Chivu mengakui Inter sempat berada di ambang runtuh. Namun, tim tetap menjalankan rencana permainan. “Kami bisa saja kolaps, tetapi tim terus melakukan hal-hal mereka. Satu-satunya penyesalan adalah kami tidak membuat skor 4-2 lebih cepat, baru terjadi di akhir,” tutur Chivu.
Dia memberi pujian penuh kepada para pemain. “Salut untuk para pemain, mereka memberikan segalanya demi membuat musim ini kompetitif dan menunjukkan kami bekerja untuk mencapai target,” kata dia.
Inter unggul 3-2 tepat sebelum jeda melalui gol Pio Esposito. Itu menjadi gol ketiga sang penyerang muda di Serie A musim ini.

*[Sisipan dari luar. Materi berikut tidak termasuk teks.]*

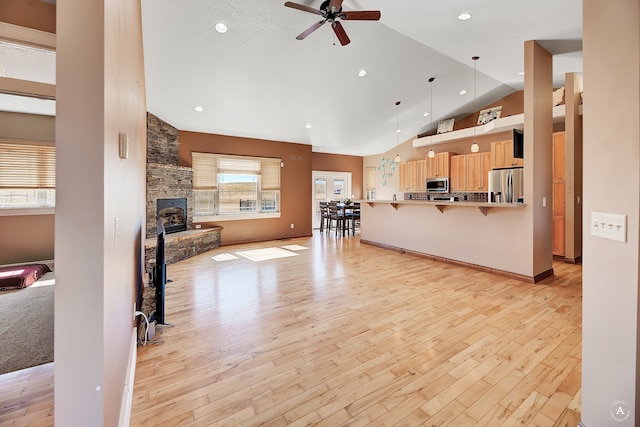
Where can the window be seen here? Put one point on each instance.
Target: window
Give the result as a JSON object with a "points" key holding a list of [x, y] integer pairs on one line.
{"points": [[27, 175], [235, 185]]}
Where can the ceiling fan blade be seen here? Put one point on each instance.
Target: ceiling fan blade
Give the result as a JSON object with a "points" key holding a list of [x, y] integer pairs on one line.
{"points": [[340, 33], [310, 30], [335, 5], [302, 7], [361, 15]]}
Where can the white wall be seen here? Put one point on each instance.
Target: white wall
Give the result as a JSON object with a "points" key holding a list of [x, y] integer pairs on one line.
{"points": [[459, 233], [611, 114], [100, 92]]}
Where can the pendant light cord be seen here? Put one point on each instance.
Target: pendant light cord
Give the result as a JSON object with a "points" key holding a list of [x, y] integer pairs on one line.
{"points": [[474, 146]]}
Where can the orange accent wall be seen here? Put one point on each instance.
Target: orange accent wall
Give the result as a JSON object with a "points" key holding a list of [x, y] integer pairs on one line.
{"points": [[34, 14], [295, 184], [340, 163]]}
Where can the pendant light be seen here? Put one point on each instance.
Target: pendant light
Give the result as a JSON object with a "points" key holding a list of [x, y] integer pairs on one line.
{"points": [[398, 130], [474, 147], [432, 153]]}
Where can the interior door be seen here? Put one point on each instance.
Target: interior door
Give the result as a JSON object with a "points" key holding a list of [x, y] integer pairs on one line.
{"points": [[329, 186]]}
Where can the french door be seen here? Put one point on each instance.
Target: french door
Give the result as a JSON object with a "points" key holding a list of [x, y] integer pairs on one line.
{"points": [[329, 186]]}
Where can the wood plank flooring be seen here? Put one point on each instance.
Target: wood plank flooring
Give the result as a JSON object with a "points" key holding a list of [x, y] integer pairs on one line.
{"points": [[348, 334]]}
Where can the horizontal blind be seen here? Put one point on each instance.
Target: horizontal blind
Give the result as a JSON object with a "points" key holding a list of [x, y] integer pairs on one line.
{"points": [[238, 165], [205, 173], [270, 174], [27, 165]]}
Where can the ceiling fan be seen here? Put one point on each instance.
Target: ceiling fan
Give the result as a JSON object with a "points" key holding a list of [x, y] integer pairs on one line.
{"points": [[331, 11]]}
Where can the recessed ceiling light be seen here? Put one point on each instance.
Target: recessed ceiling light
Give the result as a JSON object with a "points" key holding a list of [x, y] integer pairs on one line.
{"points": [[221, 27]]}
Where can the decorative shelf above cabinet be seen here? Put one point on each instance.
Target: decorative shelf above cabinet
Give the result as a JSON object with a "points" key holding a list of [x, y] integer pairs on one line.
{"points": [[502, 124]]}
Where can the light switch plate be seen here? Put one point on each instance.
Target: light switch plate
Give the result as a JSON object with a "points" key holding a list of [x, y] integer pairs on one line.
{"points": [[609, 226]]}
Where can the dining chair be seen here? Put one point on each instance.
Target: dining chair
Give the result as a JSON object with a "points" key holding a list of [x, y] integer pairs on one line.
{"points": [[355, 218], [324, 215], [335, 216]]}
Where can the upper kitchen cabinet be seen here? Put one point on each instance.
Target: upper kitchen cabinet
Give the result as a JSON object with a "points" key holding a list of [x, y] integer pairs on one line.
{"points": [[439, 165], [502, 155]]}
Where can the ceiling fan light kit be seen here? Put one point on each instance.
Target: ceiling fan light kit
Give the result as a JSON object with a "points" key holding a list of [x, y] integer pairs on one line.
{"points": [[331, 11]]}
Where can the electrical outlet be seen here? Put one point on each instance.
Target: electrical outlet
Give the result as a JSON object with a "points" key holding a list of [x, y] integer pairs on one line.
{"points": [[609, 226]]}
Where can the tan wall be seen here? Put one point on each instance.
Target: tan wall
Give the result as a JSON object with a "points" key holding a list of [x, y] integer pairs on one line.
{"points": [[29, 237], [100, 205], [34, 14], [339, 163], [295, 184], [611, 43]]}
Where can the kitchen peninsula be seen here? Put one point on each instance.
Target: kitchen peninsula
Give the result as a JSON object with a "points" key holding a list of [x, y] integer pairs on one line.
{"points": [[480, 235]]}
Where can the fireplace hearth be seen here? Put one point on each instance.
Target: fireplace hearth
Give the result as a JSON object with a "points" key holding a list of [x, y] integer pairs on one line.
{"points": [[173, 213]]}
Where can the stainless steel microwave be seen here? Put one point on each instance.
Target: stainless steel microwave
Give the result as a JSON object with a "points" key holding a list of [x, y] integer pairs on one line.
{"points": [[438, 185]]}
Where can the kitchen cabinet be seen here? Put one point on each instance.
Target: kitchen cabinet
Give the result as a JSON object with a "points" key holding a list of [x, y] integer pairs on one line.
{"points": [[502, 155], [412, 175], [478, 167], [559, 183], [421, 175], [439, 165], [402, 176], [458, 170]]}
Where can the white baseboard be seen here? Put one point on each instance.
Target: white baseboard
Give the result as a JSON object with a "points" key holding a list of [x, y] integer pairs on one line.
{"points": [[127, 393]]}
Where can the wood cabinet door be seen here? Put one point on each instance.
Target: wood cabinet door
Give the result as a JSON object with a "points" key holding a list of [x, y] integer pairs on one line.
{"points": [[485, 161], [412, 175], [474, 171], [402, 176], [443, 161], [558, 156], [497, 154], [432, 166], [421, 173], [458, 171]]}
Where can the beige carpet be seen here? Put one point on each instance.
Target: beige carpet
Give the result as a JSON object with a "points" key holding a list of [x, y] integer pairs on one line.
{"points": [[26, 327]]}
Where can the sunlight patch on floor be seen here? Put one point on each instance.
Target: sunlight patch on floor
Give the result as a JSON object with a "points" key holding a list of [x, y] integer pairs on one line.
{"points": [[266, 254], [295, 247], [224, 257]]}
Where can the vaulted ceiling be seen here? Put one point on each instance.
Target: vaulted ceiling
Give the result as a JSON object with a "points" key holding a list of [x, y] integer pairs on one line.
{"points": [[256, 80]]}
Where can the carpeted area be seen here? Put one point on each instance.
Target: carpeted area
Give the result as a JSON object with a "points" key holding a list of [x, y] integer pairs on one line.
{"points": [[26, 327]]}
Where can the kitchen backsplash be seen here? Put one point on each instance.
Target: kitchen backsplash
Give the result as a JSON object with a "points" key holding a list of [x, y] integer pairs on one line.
{"points": [[463, 197]]}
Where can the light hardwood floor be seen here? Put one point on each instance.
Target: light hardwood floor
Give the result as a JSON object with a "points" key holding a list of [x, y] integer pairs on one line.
{"points": [[350, 334]]}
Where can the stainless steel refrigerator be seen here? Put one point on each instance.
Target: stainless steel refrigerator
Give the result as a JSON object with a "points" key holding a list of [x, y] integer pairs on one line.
{"points": [[506, 185]]}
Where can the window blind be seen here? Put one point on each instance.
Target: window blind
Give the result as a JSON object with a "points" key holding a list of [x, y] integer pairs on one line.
{"points": [[205, 173], [24, 165], [270, 174]]}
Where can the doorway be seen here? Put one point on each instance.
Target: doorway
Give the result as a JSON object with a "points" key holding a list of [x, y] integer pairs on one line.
{"points": [[328, 186]]}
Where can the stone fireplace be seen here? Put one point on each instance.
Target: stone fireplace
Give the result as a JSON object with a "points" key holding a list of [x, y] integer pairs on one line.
{"points": [[173, 213]]}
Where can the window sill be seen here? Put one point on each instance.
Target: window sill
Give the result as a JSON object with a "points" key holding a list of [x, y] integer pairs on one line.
{"points": [[234, 217], [26, 211]]}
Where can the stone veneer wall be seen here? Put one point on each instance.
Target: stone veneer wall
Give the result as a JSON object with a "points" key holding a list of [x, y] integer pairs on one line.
{"points": [[162, 142], [165, 179], [168, 182]]}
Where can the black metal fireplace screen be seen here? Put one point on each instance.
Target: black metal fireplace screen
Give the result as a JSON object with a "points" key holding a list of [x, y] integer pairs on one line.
{"points": [[173, 213]]}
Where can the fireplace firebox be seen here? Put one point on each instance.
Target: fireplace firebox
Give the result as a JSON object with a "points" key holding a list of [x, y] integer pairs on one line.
{"points": [[173, 213]]}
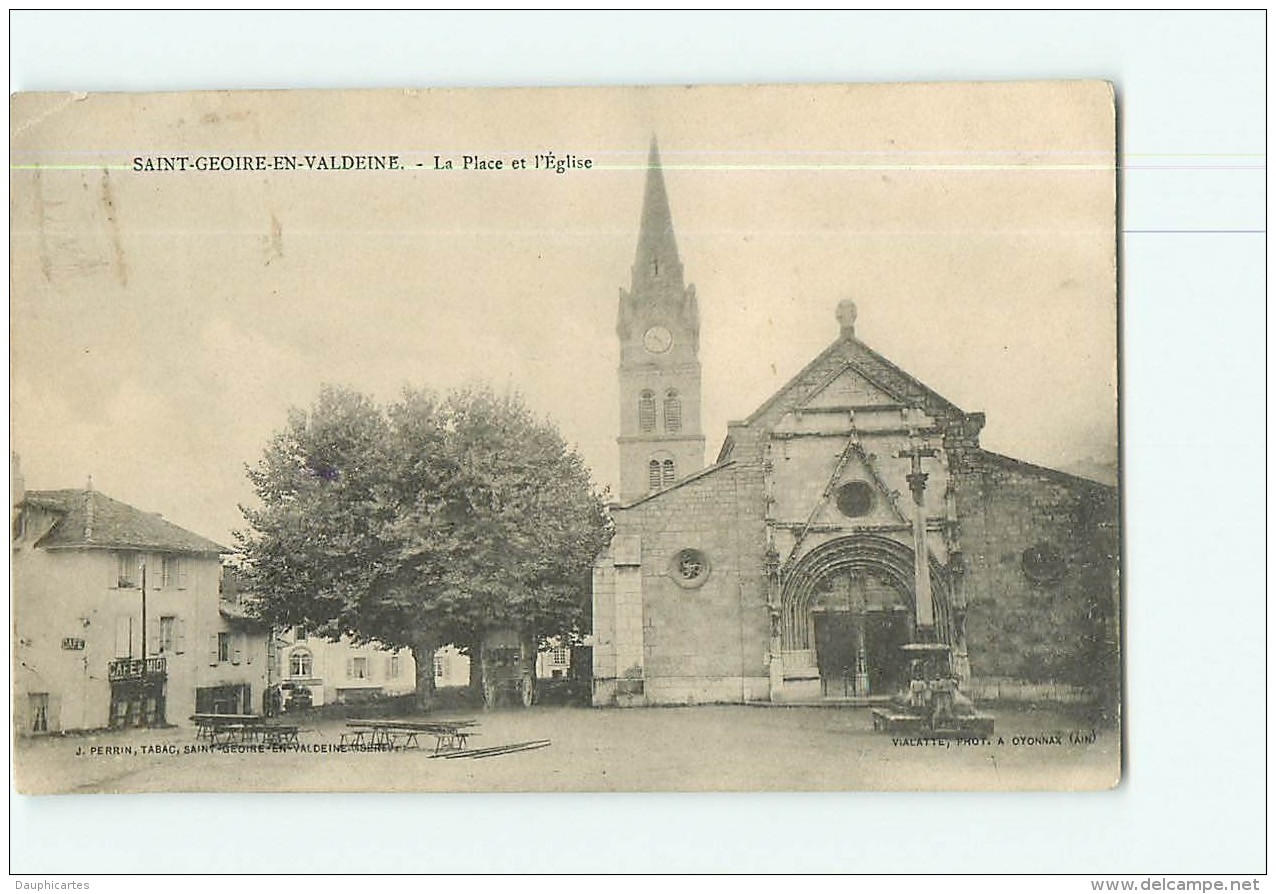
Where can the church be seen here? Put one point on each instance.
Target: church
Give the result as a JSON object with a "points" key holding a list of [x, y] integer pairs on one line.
{"points": [[854, 512]]}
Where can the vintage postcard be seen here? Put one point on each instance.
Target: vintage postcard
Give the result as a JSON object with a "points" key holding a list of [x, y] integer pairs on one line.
{"points": [[601, 439]]}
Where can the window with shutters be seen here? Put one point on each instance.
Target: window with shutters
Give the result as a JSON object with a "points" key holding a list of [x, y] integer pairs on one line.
{"points": [[172, 573], [38, 712], [300, 663], [647, 411], [124, 637], [673, 411], [126, 569]]}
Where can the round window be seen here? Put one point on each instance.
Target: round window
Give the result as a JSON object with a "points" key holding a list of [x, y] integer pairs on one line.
{"points": [[1043, 564], [855, 499], [690, 568]]}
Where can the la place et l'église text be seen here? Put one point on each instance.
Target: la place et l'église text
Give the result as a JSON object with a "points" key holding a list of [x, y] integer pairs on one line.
{"points": [[165, 163]]}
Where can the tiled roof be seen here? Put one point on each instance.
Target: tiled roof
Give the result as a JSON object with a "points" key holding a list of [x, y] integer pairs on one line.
{"points": [[92, 519]]}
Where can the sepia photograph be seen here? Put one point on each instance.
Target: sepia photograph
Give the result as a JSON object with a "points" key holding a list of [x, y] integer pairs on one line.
{"points": [[666, 439]]}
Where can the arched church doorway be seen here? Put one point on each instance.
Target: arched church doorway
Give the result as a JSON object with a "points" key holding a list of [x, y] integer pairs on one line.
{"points": [[846, 608], [859, 620]]}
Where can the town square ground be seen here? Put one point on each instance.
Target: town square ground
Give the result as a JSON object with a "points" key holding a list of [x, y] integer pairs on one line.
{"points": [[722, 747]]}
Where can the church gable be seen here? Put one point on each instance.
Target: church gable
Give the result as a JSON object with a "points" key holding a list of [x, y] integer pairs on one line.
{"points": [[850, 375], [849, 389], [859, 496]]}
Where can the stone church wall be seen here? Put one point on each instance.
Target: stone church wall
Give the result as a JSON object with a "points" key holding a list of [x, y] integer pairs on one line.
{"points": [[703, 640], [1040, 551]]}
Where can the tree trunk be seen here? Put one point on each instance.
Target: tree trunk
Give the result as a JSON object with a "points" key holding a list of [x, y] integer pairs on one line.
{"points": [[527, 643], [476, 674], [424, 657]]}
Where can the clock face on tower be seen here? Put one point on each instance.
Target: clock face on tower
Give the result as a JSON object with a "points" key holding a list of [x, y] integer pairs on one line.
{"points": [[657, 339]]}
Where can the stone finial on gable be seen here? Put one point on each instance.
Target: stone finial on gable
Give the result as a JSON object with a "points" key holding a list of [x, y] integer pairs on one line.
{"points": [[846, 314]]}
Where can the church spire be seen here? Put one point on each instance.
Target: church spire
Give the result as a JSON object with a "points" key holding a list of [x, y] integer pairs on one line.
{"points": [[656, 263]]}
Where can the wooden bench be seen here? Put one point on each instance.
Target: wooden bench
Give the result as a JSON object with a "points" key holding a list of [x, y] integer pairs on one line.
{"points": [[448, 735]]}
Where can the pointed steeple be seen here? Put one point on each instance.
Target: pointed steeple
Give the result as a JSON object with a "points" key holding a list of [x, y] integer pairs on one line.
{"points": [[656, 262]]}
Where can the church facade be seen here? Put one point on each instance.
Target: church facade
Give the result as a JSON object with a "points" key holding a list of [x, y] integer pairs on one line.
{"points": [[787, 569]]}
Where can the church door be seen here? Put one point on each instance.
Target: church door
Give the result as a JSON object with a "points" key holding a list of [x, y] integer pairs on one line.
{"points": [[836, 652], [859, 621]]}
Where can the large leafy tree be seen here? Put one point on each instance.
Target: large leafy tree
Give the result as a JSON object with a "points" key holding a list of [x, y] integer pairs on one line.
{"points": [[422, 523]]}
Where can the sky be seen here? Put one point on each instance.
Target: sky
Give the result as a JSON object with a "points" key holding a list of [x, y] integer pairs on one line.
{"points": [[163, 323]]}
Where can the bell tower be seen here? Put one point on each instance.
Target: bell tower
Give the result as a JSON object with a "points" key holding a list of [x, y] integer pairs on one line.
{"points": [[659, 327]]}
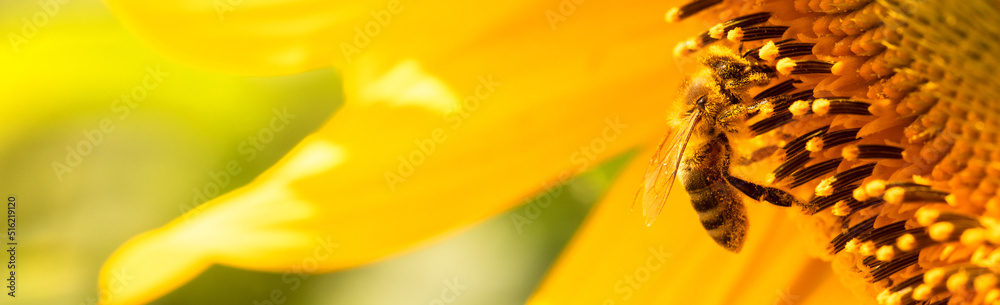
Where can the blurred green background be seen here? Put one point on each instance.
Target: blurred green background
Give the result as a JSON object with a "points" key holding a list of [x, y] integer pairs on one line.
{"points": [[65, 77]]}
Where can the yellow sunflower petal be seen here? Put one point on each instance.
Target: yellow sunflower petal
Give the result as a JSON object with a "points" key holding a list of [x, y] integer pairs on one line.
{"points": [[434, 140], [616, 259]]}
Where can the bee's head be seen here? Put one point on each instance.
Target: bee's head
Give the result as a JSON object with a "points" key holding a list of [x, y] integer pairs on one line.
{"points": [[733, 71]]}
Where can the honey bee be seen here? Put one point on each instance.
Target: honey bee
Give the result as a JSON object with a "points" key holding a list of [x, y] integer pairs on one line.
{"points": [[717, 103]]}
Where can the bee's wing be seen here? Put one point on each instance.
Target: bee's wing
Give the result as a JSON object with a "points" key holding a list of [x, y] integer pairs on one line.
{"points": [[662, 170]]}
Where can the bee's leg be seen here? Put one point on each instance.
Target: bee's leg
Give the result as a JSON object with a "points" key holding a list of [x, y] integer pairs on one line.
{"points": [[763, 193]]}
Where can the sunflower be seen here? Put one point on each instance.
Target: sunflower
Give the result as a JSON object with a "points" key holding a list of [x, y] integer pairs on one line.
{"points": [[883, 112]]}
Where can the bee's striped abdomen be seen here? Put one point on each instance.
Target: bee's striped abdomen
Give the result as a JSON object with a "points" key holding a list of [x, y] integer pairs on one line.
{"points": [[719, 208]]}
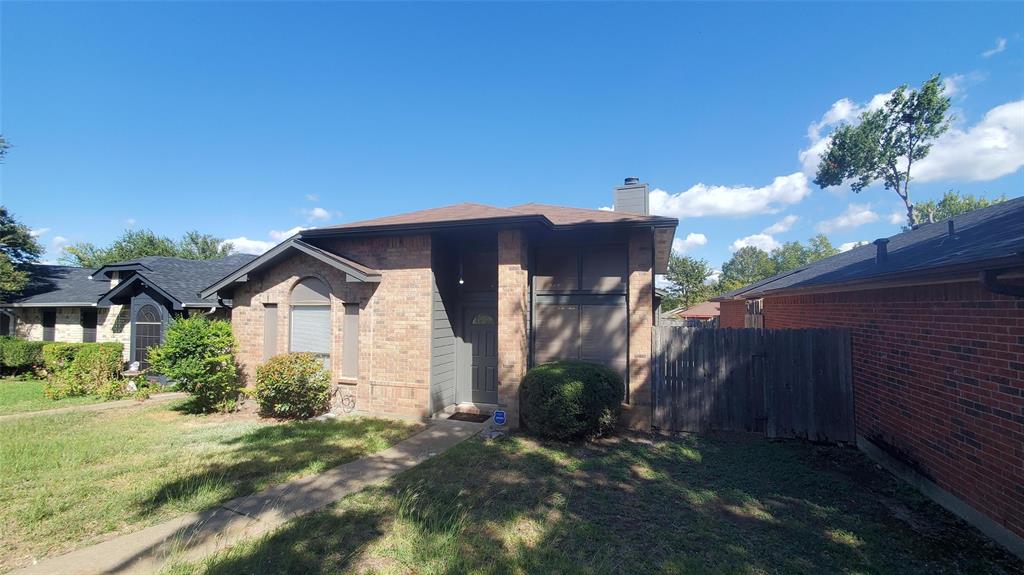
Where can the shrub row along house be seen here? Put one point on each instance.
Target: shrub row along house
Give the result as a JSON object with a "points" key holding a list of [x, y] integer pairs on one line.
{"points": [[412, 314], [937, 322]]}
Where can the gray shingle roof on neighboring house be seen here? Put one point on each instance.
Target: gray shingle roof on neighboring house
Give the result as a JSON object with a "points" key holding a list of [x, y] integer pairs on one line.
{"points": [[179, 278], [183, 279], [52, 285], [986, 238]]}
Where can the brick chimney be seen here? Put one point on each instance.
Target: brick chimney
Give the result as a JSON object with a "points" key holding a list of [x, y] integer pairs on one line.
{"points": [[631, 197]]}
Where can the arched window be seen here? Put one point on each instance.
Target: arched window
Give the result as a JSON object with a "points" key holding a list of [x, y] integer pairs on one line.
{"points": [[148, 332], [310, 323]]}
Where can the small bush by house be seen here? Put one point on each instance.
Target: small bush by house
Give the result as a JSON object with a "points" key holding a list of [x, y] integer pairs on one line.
{"points": [[19, 355], [198, 355], [77, 369], [293, 386], [570, 399]]}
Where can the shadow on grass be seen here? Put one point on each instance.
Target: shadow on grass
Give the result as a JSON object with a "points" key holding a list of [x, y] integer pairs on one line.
{"points": [[697, 504], [274, 453]]}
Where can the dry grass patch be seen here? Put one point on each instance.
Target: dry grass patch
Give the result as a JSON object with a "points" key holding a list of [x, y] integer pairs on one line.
{"points": [[73, 479]]}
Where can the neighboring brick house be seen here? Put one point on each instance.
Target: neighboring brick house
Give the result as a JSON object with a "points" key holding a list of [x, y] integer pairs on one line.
{"points": [[445, 309], [937, 319], [126, 302]]}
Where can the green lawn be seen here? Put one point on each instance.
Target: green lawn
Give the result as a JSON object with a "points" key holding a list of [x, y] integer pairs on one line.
{"points": [[698, 504], [69, 479], [19, 396]]}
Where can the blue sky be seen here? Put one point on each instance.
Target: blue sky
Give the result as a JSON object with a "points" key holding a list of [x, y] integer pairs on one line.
{"points": [[249, 120]]}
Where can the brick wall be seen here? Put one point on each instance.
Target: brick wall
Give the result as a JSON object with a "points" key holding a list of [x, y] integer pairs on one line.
{"points": [[732, 314], [641, 312], [394, 318], [513, 307], [938, 381]]}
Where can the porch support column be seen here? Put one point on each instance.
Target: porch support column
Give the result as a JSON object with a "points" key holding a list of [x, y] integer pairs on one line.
{"points": [[636, 414], [513, 305]]}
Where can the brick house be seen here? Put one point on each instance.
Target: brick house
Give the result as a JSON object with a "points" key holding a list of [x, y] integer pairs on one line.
{"points": [[127, 302], [937, 321], [445, 309]]}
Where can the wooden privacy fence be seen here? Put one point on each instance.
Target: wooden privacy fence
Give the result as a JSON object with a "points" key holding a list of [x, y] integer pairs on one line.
{"points": [[785, 383]]}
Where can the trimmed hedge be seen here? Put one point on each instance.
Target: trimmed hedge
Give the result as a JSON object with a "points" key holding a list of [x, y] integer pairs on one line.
{"points": [[77, 369], [18, 354], [570, 399], [293, 386]]}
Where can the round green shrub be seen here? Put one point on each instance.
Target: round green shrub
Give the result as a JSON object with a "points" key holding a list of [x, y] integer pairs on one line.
{"points": [[570, 399], [293, 386], [198, 355]]}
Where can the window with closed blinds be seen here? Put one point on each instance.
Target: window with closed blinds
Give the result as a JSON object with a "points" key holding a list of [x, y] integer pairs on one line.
{"points": [[310, 321], [311, 330], [350, 352]]}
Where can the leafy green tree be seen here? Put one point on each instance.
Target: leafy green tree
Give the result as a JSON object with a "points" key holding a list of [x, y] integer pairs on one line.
{"points": [[688, 277], [819, 248], [17, 250], [748, 265], [952, 204], [793, 255], [138, 244], [196, 246], [887, 142]]}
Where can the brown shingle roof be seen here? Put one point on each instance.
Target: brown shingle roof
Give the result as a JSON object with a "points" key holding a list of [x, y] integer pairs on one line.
{"points": [[557, 215], [454, 213], [560, 215]]}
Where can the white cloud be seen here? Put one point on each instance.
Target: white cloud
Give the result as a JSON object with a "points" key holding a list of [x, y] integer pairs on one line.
{"points": [[763, 240], [316, 214], [681, 246], [952, 85], [855, 215], [702, 200], [842, 112], [991, 148], [782, 225], [851, 245], [243, 245], [281, 235], [766, 240], [1000, 44]]}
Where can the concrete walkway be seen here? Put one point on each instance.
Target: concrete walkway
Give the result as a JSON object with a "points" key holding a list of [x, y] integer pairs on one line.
{"points": [[200, 534], [157, 397]]}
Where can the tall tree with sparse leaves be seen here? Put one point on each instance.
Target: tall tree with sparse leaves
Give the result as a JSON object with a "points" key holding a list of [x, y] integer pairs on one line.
{"points": [[17, 249], [138, 244], [952, 204], [688, 281], [887, 142], [748, 265]]}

“Dia sangat ingin membuktikan diri dan berani mengambil tanggung jawab, seperti semua dari 25 pemain kami,” ujar Chivu.
Chivu kembali menegaskan perannya sebagai penanggung jawab utama. “Jika sesuatu tidak berjalan baik, itu selalu kesalahan saya karena kadang saya mendorong terlalu keras. Saya senang mereka percaya pada pekerjaan kami,” ucap dia.